Postes de radio : Ces compagnons d’antan qui ne font plus du bruit

Le poste de radio a longtemps accompagné l’auditeur dans les coins et recoins du pays. Mais les secousses de la modernité ont rendu presque aphones cet appareil si familier.

Le marché ‘bu bess’ de Guédiawaye vibre au rythme de son train-train quotidien en cette matinée. Entre bruits de klaxons, de marchands ambulants et de ceux des baffles des échoppes, il est difficile de se faire entendre dans ce capharnaüm.

Abdoulaye Dior est très à l’aise dans ces ondes si familières. Le réparateur de radio est dans son élément. Imperturbable. Dans les dédales de ce populeux lieu de commerce, il y tient son commerce. Ici, les marchands s’inclinent devant le talent du sieur.Abdoulaye Dior maitrise sa profession sur le bout des doigts. Dans son échoppe, il s’active à réparer une radio qui a fait son temps sous un tas d’autres postes radios. Petites, grandes, noires, grises…Bref il y en a pour toutes les tailles et pour tous les gouts.

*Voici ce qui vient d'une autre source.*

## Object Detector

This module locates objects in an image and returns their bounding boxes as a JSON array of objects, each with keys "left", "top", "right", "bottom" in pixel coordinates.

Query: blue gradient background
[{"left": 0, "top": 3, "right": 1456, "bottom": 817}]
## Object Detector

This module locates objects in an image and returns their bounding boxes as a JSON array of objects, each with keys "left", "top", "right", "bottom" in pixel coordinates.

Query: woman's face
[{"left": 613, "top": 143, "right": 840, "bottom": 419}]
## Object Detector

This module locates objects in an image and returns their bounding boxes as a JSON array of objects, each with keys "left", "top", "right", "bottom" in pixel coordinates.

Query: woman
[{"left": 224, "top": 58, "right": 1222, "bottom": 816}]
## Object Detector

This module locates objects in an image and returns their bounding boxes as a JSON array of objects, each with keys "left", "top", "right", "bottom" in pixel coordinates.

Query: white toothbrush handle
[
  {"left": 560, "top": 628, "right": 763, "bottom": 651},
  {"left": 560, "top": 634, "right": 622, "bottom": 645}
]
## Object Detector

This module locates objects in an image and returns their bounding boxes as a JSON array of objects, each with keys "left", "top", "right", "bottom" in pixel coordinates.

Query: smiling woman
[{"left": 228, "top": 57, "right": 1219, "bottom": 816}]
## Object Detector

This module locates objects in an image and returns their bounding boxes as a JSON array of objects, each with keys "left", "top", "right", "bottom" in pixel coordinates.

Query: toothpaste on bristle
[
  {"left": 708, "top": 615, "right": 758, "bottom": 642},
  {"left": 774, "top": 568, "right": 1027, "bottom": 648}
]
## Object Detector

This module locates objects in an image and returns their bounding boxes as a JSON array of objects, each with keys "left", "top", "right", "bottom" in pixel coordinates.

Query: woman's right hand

Abdoulaye Dior propose une multitude de radios. Mais la modernité a porté un coup à son activité. A l’en croire, seules les personnes âgées font appel à ses services pour des réparations. Saliou Mbaye fait partie de cette catégorie. Le quinquagénaire a du mal à se séparer de son ‘fidèle compagnon’. Ce dernier lui tient compagnie même dans son atelier de menuiserie métallique. « J’ai grandi en écoutant la radio et c’est toujours avec plaisir que je l’allume pour suivre les informations », révèle ce ressortissant de Ngaye Mekhé. Une relation qui résiste au temps !

Les portables donnent le ton

La vente de radios ne résiste pas aux secousses du temps. C’est le constat de Saliou Guèye. Le vendeur d’appareils électroniques affirme que les transistors n’ont plus la côte. Ces radios vendus entre 4.000FCfa et 7000FCfa ne sont pas rentables d’après le marchand. « La vente de radios n’est pas rentable. Seules les personnes âgées viennent acheter les postes de radio », admet-il. Le vendeur explique cela par les smartphones avec la radio comme fonctionnalité. Baye Fall a eu une relation très particulière avec la radio. Plus jeune, le vendeur de café ne ratait une occasion d’écouter la radio. Mais son smartphone a pris le relais. « J’écoute les infos sur mon portable. C’est plus pratique », reconnait-il.